The FSB report also revealed that cyber-crime costs its members around £785 million a year through fraud and online attacks. So with 41% of businesses admitting to being a victim of cyber crime within 12 months of responding to the survey, this puts the average cost per business at £4,000 a year, with some losing more than £50,000.
Such losses are proof enough of the dangers of cyber crime to SMEs, while the lack of security measures taken, particularly compared to larger companies, means small businesses are being increasingly targeted by criminals who view them as easier to break into. This clearly illustrates the need for SMEs to protect themselves more stringently, as FSB National Policy Chairman Mike Cherry confirms.

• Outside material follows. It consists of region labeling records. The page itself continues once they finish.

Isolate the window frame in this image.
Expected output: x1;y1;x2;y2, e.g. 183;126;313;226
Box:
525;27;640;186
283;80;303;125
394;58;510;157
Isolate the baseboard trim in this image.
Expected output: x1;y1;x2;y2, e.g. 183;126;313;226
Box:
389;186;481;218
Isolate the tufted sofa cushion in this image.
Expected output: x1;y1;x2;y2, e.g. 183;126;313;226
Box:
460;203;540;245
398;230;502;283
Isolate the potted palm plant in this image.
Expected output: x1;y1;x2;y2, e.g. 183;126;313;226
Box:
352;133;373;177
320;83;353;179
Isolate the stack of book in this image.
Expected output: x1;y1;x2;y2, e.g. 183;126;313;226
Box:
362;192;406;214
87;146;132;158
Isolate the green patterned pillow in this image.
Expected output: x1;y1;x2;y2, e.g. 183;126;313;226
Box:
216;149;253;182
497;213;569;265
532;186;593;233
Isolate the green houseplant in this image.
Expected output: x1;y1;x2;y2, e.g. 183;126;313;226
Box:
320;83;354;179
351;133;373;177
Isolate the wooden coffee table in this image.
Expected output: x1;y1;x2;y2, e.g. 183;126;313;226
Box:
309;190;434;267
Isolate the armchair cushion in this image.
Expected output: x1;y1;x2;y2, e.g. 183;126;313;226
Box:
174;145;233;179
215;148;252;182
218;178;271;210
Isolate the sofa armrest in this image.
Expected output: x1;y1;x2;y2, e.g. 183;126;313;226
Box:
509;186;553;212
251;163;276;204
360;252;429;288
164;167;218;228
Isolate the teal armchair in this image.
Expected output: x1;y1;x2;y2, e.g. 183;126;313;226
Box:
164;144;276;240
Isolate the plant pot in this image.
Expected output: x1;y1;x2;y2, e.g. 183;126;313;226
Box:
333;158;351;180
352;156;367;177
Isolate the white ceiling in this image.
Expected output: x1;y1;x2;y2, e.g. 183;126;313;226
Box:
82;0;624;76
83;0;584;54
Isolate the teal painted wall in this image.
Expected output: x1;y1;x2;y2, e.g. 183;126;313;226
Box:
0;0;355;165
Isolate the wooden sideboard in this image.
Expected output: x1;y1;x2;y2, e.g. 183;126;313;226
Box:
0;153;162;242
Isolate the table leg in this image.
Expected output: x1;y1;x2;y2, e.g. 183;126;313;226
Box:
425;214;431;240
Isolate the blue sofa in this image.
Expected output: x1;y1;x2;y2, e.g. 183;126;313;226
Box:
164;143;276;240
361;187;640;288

“Cyber-crime poses a real and growing threat for small firms and it isn’t something that should be ignored,” he says, encouraging SMEs to take on board the following 10 top tips from the FSB to make sure they are doing all they can:
1.Implement a combination of security protection solutions, such as anti-virus and anti-spam software, and putting one or more firewalls in place.
2.Carry out regular security updates on all software and devices.
3. Make sure your passwords are effective by using a minimum of eight characters, mixing upper and lower case letters and numbers, and changing it regularly. Alternatively, consider using a password manager software programme, which are usually available for relatively little cost.
4. Secure your wireless network, such as changing default settings and the Service Set Identifier (SSID) or network name.
5. Put in place clear and concise procedures for email, internet and mobile devices.
6. Train staff in good security practices and consider employee background checks.
7. Plan, implement and regularly test backup plans, information disposal and disaster recovery procedures.
8. Carry out regular security risk assessments to identify important information and systems that need protecting.
9.Carry out regular security testing on your business website.
10. Always thoroughly check provider credentials and contracts when using cloud services.